Index matching portfolio optimization with Solver
Index Matching Portfolio optimization
Active and passive investment management styles
How much value does a trader or investment manager bring to the table? In terms of alternates, an investor can simply invest in a market based index and let market performance dictate his returns. This has two benefits. First investing in the market index has no associated fees or costs other than the preset re-balancing every few weeks. Even if he opts for a managed market index based fund with fees, the level of fees charged for such products is significantly lower than that of an active investment fund manager.
Alternatively he can work with an active fund manager and come out ahead only if the fund manager is able to beat the market returns net of fees. An active fund manager adds value over the market by his research oriented sector allocation, security selection and market entry and exit decisions (timing). The best fund managers who can do this consistently (beat the market) year over year are rare. The simplest of performance test is the amount by which performance of an active fund manager surpasses that of the relevant benchmark index net of fees.
Index matching portfolio performances
Beating the Index is therefore a common challenge portfolio managers face. Matching performance with a passive or benchmark index on the upside, beating it on the downside. In some instances performance, compensation and market ranking is linked to the margin by which performance of an index is exceeded.
The Index matching problem can be addressed through two different approaches. Both approaches try and match portfolio metrics with those of the Index over the length of the observation period. For instance, assume that our index matching criteria includes risk, average expected return, Beta and alpha. The matching problem states that we should beat the index return with lower standard deviation, matching Beta and higher Alpha.
The optimization problem would then simple match the average portfolio values of these metrics with that of the Index across the investment horizon. In the simplistic approach this would be done as a matching problem over a single observation period. In the more advance approaches we will break the observation period into time bands and attempt to match portfolio metrics with the index metrics over each time period.
A third variation of the same problem is the spicing up investment returns challenge. An insurance company or a pension fund, may be bound by the nature of its liabilities portfolio to only invest in long duration bonds. The investment policy document may specify a threshold which must be invested in a bond portfolio. However the investment manager, may be willing to take some exposure to other asset classes as long as they reduce his overall volatility, increase return or help him with the index matching problem.
We will try work with one variation of the index matching problem in this post. The other two are left as a problem set submission for students in the course.

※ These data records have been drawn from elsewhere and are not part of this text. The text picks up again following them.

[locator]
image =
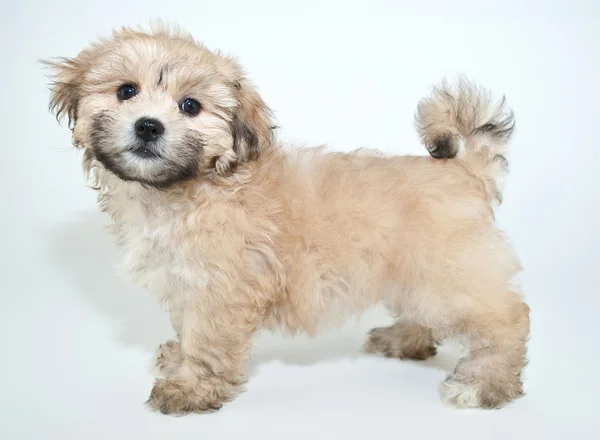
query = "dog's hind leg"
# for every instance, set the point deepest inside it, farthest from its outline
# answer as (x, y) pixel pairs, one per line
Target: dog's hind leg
(403, 341)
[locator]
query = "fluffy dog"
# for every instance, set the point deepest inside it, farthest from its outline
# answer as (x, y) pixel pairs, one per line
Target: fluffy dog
(235, 232)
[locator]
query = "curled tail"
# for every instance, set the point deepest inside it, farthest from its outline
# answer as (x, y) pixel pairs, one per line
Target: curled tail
(463, 122)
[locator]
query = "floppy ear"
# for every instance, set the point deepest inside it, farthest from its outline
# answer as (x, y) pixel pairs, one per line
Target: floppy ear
(251, 125)
(64, 89)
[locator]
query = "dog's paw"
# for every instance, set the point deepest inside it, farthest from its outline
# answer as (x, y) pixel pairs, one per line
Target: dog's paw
(402, 341)
(168, 358)
(476, 393)
(180, 397)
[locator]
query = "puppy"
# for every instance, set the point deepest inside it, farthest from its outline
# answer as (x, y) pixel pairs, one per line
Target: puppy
(235, 232)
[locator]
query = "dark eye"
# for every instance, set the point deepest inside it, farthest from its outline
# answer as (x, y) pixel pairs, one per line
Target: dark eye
(190, 106)
(126, 91)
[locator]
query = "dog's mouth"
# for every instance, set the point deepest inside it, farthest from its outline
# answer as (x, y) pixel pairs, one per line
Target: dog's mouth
(145, 151)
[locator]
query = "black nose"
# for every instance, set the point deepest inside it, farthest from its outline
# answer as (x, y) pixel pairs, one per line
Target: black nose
(149, 129)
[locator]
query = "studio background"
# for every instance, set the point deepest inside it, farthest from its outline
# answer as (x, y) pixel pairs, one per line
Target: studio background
(77, 340)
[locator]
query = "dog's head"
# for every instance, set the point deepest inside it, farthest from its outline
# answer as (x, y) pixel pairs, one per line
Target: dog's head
(159, 108)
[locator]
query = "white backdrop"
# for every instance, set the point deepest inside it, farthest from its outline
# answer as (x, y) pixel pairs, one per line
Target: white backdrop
(77, 340)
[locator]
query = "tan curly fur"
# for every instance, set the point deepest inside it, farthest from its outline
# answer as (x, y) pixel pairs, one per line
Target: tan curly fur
(236, 232)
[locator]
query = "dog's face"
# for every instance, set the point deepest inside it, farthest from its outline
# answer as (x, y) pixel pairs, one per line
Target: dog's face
(158, 108)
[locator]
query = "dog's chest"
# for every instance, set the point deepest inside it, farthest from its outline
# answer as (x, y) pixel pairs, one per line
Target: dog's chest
(158, 250)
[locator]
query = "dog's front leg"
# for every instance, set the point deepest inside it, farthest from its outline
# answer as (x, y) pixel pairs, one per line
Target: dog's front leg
(206, 368)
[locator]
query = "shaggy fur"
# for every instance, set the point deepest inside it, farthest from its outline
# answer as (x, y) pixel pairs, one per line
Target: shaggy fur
(235, 232)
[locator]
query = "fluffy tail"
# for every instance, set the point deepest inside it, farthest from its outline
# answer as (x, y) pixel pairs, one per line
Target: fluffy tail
(463, 122)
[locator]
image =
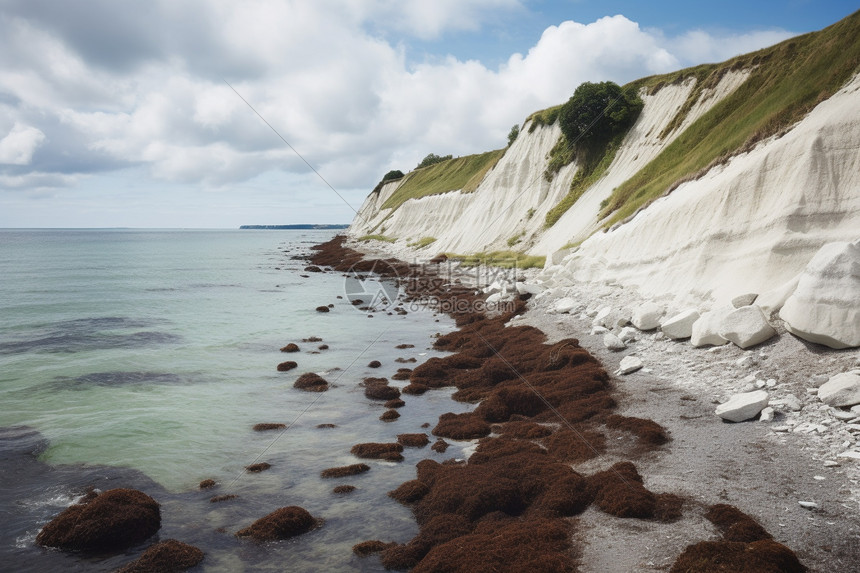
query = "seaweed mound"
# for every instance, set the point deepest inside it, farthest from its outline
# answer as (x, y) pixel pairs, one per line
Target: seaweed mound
(170, 556)
(366, 548)
(110, 521)
(266, 426)
(745, 548)
(378, 451)
(413, 440)
(311, 382)
(344, 471)
(282, 523)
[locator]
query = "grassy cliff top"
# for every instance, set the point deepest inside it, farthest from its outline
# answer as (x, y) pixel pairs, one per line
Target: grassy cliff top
(786, 81)
(462, 173)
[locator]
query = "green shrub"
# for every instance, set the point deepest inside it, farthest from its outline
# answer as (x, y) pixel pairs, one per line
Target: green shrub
(596, 113)
(433, 159)
(513, 134)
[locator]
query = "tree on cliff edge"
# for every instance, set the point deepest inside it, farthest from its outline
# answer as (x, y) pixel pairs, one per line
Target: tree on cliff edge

How do we evaluate the effectiveness of our solution. We use two different data set. A construction period data set and an evaluation period data set. The construction period data set is used to create and construct our portfolio recommendations using solver.
The evaluation period is different from the construction period and is used to independently validate the success or failure of the investment strategy by using a separate dataset from a different period. The idea is to see how formulations perform under conditions which were not part of the original optimization data set.
As Index matching problems increase in complexity it is important to understand how Solver reaches an optimal solution. Solver looks for local minimums and maximums in the problem space and sometimes given the dimensions involved in the solution it gets trapped in a rut or a hole that does not represent the optimal solution. It helps to attack optimization problems from alternate perspectives to avoid the trapped in a rut state. Rather than formulating a complex problem from the very beginning start with simple formulations and then incrementally add complexity. This step by step marginal approach has a higher chance of reaching an optimal solution than a single solution design that requires solver to attack multiple constraints in one go.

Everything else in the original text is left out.